While the LS28 is obviously a music-first preamplifier, it is also adept at improving the dynamics and overall realism of movies. During my time with the preamplifier, my wife and I watched numerous movies, including The Zookeeper’s Wife, Arrival, Collateral Beauty, and Hell or High Water. To me, vocal clarity is by far the most important aspect of movie-watching, and the LS28 was exceptional at voicing and tone, as well as soundstage placement. With respect to sound effects, the LS28 also performed well in my two-channel system, adding that extra sense of realism and space to the overall quality of the soundtrack. Your priority should be two-channel music with the LS28, but I feel comfortable saying that it does justice to movies if your system is configured for two-channel home theater, as well.
As my listening hours exceeded 400, the ARC LS28 sounded better and better. By the time I began critical listening for this review, it was hard to find much in the way of sonic flaws. It just sounds that sweet. However, no unit at any price exemplifies perfection, and the LS28 does have some functional downsides. For one, it’s an analog-only product. If any of your sources are digital, you’ll have to add in your own DAC (as I did), which adds to the overall expense.
An odd quirk in the Auto Shutoff feature sometimes had the unit powering down when watching movies/television. I guess that could be fixed by extending the shutoff time from the default two hours to something greater, but under that option it would add significant hours to the tubes over weeks and months.

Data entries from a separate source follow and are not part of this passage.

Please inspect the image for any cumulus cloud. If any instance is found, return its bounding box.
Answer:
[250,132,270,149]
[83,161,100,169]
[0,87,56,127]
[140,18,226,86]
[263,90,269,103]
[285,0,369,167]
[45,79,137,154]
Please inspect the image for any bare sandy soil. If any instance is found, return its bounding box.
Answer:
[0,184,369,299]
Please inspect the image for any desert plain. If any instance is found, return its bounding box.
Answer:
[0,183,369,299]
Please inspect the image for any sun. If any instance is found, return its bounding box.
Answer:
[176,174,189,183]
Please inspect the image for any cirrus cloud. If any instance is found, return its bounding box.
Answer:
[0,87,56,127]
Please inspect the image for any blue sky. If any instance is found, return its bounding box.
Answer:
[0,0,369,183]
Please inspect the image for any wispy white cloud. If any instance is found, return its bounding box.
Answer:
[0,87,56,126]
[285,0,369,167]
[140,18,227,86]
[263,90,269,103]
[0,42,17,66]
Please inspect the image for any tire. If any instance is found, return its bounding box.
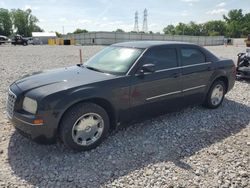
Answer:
[59,103,110,151]
[203,80,226,109]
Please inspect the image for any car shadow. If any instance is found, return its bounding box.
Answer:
[8,99,250,187]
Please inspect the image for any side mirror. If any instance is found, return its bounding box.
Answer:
[140,63,155,73]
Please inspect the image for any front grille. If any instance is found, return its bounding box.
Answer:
[7,89,16,118]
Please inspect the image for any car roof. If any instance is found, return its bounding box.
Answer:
[112,41,196,48]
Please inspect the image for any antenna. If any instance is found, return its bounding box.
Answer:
[134,11,139,33]
[142,9,148,33]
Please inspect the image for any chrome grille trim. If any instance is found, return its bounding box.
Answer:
[7,89,16,119]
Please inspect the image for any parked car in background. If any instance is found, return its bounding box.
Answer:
[26,37,34,45]
[236,48,250,79]
[7,41,236,151]
[11,35,29,46]
[0,35,8,45]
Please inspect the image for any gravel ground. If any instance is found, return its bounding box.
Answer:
[0,45,250,187]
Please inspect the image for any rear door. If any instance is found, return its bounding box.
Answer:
[130,46,181,115]
[179,46,212,102]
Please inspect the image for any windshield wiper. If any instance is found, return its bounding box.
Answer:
[85,66,104,73]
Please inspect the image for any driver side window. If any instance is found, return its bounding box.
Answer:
[142,47,178,71]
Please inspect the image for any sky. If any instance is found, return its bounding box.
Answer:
[0,0,250,34]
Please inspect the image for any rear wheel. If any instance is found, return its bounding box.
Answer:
[204,80,226,109]
[60,103,110,151]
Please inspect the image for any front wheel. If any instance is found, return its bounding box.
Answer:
[203,80,226,109]
[60,103,110,151]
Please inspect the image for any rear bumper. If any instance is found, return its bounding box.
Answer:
[236,67,250,79]
[9,113,57,144]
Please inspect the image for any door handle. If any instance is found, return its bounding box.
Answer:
[207,67,212,71]
[173,72,181,78]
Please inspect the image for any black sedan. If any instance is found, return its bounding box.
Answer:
[7,41,236,150]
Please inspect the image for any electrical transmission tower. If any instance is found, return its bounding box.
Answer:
[142,9,148,33]
[134,11,139,33]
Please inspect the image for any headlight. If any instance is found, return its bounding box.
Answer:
[23,97,37,114]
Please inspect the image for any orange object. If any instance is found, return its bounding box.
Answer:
[79,49,82,64]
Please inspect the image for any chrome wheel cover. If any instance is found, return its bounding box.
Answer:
[211,84,224,106]
[72,113,104,146]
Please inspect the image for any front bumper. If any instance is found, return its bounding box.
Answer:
[236,67,250,79]
[9,113,56,144]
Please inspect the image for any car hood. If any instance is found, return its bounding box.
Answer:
[15,66,115,91]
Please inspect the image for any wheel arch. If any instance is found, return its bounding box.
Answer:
[210,75,229,93]
[57,97,117,132]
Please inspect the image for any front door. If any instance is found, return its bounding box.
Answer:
[130,46,181,117]
[180,47,213,104]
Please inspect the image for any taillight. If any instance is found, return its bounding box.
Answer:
[232,65,236,76]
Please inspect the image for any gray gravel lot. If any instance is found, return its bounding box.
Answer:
[0,45,250,187]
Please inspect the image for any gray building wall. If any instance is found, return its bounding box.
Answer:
[33,36,56,45]
[64,32,224,46]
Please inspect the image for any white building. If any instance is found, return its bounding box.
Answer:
[32,32,56,45]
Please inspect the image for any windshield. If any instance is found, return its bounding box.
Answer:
[85,46,143,74]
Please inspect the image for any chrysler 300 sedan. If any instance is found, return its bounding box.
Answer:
[7,41,236,151]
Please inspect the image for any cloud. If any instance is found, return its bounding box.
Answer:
[59,18,68,22]
[23,5,39,10]
[181,0,199,3]
[206,8,228,15]
[181,10,189,16]
[181,0,200,7]
[0,1,6,8]
[216,2,226,7]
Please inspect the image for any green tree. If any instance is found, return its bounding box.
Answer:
[242,13,250,37]
[56,31,62,38]
[115,29,125,33]
[0,8,12,36]
[223,9,244,38]
[73,29,88,34]
[203,20,226,36]
[163,25,175,35]
[175,23,187,35]
[11,9,40,36]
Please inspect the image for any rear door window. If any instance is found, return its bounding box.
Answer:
[181,48,206,66]
[143,47,178,71]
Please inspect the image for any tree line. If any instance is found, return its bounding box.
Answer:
[0,8,250,38]
[0,8,43,37]
[163,9,250,38]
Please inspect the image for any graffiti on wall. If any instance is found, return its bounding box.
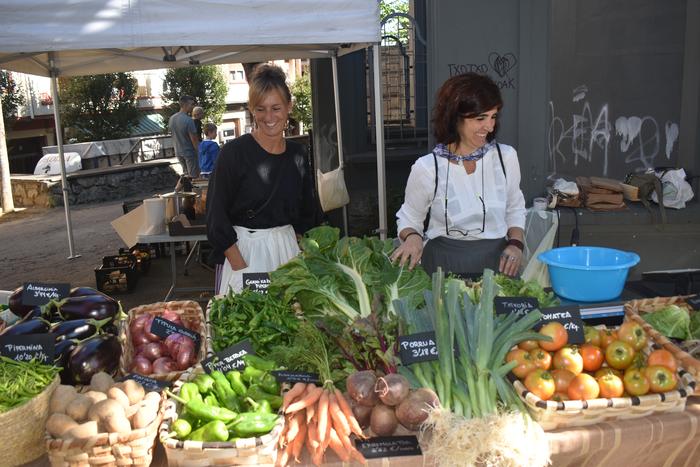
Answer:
[547,85,679,176]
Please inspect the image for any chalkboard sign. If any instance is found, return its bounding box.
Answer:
[150,316,201,350]
[202,339,255,373]
[22,282,70,306]
[493,297,540,315]
[355,436,423,459]
[122,373,171,392]
[0,334,56,364]
[270,370,319,384]
[242,272,270,294]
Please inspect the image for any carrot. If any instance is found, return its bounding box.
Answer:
[335,389,367,439]
[282,383,307,411]
[284,385,323,413]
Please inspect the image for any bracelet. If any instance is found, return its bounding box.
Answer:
[508,238,525,251]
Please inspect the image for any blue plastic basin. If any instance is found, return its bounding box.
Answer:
[538,246,639,302]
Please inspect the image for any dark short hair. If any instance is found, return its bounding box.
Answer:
[248,63,292,111]
[433,72,503,144]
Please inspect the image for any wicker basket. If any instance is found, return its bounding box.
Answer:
[159,369,284,467]
[0,376,60,466]
[46,398,164,467]
[119,300,207,381]
[625,295,700,395]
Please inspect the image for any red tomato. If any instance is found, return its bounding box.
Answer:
[530,349,552,370]
[617,321,647,351]
[539,321,569,352]
[525,368,556,401]
[506,349,537,379]
[566,373,600,401]
[605,341,634,370]
[580,344,604,371]
[553,346,583,375]
[596,373,625,399]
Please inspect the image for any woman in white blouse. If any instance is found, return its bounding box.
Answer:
[392,73,525,276]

Also, having some ability to choose alternative remote codes would be appreciated. My new Oppo UDP-203 Ultra Blu-ray Player severely interfered with the ARC LS28’s left/right balance controls. Of course, Oppo could also provide alternative remote codes, which would also solve this problem.
Comparison and Competition
I had difficulty finding other tube-based preamplifiers right around the LS28’s $7,500 price point. But here is a list of other noteworthy stereo preamps, both tube-based and solid-state: the McIntosh C48 ($4,500), the PrimaLuna Dialogue Premium ($3,199), the Luxman Classic CL-38U ($4,490), the Parasound Halo JC2 BP ($4,495), the Pass Labs XP-10 ($5,250), the Ayre Acoustics K-5xe ($4,350), and the Simaudio Evolution 740P ($9,000).

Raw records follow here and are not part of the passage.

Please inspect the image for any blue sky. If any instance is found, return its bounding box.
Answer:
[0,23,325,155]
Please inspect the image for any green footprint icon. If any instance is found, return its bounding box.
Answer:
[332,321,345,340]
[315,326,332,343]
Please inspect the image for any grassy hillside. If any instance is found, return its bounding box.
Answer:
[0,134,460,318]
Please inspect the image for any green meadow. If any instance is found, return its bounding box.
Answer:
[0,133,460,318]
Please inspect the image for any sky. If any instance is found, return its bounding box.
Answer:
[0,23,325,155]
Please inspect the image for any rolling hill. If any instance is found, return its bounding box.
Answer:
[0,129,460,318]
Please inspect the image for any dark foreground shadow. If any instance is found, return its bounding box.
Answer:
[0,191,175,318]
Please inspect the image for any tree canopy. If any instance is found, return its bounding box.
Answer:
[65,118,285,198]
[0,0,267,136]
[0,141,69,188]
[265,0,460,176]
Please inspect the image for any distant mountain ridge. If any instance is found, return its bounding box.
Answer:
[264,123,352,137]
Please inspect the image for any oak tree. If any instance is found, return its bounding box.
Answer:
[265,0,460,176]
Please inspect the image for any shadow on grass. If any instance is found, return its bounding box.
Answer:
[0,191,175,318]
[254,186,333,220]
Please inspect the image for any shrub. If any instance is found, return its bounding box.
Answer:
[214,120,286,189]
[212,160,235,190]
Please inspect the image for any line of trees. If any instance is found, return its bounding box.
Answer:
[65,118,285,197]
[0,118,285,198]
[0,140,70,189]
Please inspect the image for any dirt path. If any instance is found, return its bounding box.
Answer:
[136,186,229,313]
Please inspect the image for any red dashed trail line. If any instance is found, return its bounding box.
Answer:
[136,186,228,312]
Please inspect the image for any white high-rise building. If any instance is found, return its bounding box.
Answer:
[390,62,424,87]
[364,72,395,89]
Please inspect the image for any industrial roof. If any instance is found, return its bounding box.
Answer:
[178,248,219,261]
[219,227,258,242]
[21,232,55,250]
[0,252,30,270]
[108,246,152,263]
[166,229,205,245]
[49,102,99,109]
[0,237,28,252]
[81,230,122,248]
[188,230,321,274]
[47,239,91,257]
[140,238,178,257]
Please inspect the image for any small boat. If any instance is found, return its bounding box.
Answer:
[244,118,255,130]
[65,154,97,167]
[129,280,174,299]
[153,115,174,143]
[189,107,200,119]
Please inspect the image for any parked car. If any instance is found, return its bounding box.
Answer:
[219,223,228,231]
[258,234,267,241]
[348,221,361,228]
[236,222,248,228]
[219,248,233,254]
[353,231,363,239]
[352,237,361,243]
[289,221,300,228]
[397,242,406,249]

The LS28 left me wondering about the end of the road in audiophile land. Where does a hobbyist go when spending $7,500 gets you a component as luxurious and high quality as the LS28? There are some exotic preamplifiers costing two or three times as much, even from Audio Research, that are unlikely to sound two or three times better. Or do they? Before spending that kind of coin, does it not make more sense to substantially upgrade your room and then your amplification or speakers? Combined with the fact that no other company on the market can equal the service and support offered by ARC, the value proposition for the LS28 is substantial.

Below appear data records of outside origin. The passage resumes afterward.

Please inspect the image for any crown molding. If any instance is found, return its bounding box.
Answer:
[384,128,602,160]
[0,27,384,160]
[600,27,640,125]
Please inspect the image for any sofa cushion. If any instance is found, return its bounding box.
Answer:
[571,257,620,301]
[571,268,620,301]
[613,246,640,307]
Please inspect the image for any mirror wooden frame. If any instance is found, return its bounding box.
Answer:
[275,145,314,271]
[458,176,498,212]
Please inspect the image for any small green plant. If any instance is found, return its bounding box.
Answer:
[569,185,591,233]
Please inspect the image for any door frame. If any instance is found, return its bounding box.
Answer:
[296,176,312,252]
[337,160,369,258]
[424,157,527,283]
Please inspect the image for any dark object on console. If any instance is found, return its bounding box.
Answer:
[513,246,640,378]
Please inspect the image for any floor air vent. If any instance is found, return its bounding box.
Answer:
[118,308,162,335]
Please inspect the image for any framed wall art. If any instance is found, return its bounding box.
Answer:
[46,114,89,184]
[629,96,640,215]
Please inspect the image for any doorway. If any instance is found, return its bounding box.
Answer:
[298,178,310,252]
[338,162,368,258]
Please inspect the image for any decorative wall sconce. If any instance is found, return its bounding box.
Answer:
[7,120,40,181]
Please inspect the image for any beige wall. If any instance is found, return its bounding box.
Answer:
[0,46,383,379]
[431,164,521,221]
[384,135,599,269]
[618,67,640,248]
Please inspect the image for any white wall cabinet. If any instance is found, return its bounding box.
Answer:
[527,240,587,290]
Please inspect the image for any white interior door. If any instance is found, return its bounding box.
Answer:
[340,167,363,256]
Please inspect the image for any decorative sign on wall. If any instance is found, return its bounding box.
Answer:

Sonically, the LS28 will enhance the musicality of your system through its precise and open soundstage that I can only describe as airy and transparent. As a tube preamplifier, it sounds warm and full, but not overly so. In my view it has a relaxed sound that does not get in the way of the music but rather enhances the overall enjoyment of the presentation. And in my view, that is exactly what a good preamplifier should do. It matched fantastically well with my solid-state Class A amplifiers from First Watt and Pass Labs, which can sound tube-like and three-dimensional in their own right. The LS28 added more speed and punch in the bottom octaves, smoothness in the midrange, and clarity in the highs. Overall, the Audio Research LS28 is without question a fantastic performer.